Insisto en ello porque la producción del campo, para los mexicanos, no sólo es un asunto de (idealmente) llenarnos el estómago tres veces al día, sino de hacerlo precedidos los bocados de procesos tangibles, visuales, olfativos y gustosos (de gustativo y de gusto) con las emociones sucesivas que proporcionan la memoria vinculada a los sabores y la previsión del placer de los comensales.

Cuando ocho manos de mujeres inteligentes amasan el nixtamal formando sobre una mesa un círculo blanco, que recubren de una capa de frijol quebrado en metate y, con la agilidad de un dedo, cada una corta un triángulo que enseguida enrolla a dos manos y va partiendo el cilindro para formar pequeños molotes bicolores y puntiagudos que va metiendo en hojas de maíz con la técnica del envoltorio de ombligo, y cada una persigna con el primer tamalito la boca de la tamalera humeante, mientras van contando cómo es la tradición y hasta qué punto temen se pierda en las nuevas generaciones, realizan un acto de sabiduría y de amor. Amor hacia los productores del maíz y el frijol, y de los chiles, tomates, pepitas de calabaza y yerbas aromáticas con que hacen la salsa de acompañamiento de estos increíbles tamalitos en Santa Cruz Meyehualco, Distrito Federal. Amor por los hombres silenciosos que asienten con la cabeza cuando ellas dicen que este platillo es imposible de hacerse con productos de la agroindustria. Amor hacia la nueva generación cuyo gusto por la tradición se esfuerzan por generar para combatir las adicciones gustativas por los químicos, como ellas mismas califican a la comida chatarra. Amor por la naturaleza que evocan durante todo el proceso con un antes nostálgico sobre el acceso a plantas, animales, agua y buenas tierras hoy de difícil acceso. Amor y respeto entre ellas, manifiestos en las charlas afectuosas que acompañan la labor colectiva.
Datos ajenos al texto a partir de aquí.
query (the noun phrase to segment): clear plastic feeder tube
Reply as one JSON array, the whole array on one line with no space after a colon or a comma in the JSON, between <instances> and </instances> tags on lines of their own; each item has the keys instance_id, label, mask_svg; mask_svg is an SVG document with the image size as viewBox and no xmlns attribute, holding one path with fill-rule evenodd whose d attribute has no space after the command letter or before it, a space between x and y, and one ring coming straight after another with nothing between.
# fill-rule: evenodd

Pero éste es sólo un ejemplo entre los cientos de miles de actos de amor que ya desaparecieron, abolidos por un sistema económico y político basado en la ganancia individual arrancada al trabajo ajeno. ¿Dejaremos que esto siga sucediendo hasta que en el colmo del proceso de acumulación, expresado en los arsenales nucleares, se termine por un error con el Planeta y la humanidad? ¿O seguiremos buscando las formas de resistir, con nuestros medios, como son las menospreciadas costumbres ancestrales y la fuerza de una identidad asimilada a la terquedad indomable del indígena (que no indio ¡por favor!), abrevando en nuestros orígenes las virtudes de la democracia comunitaria y de la ética social que fueron reivindicadas y son ejercidas en una parte al sur de nuestro territorio. ¿Es acaso fatal el proceso neoliberal hasta el fin real, no figurado, del mundo? ¿O existe esperanza? A cada quien sus convicciones y su acción consecuente.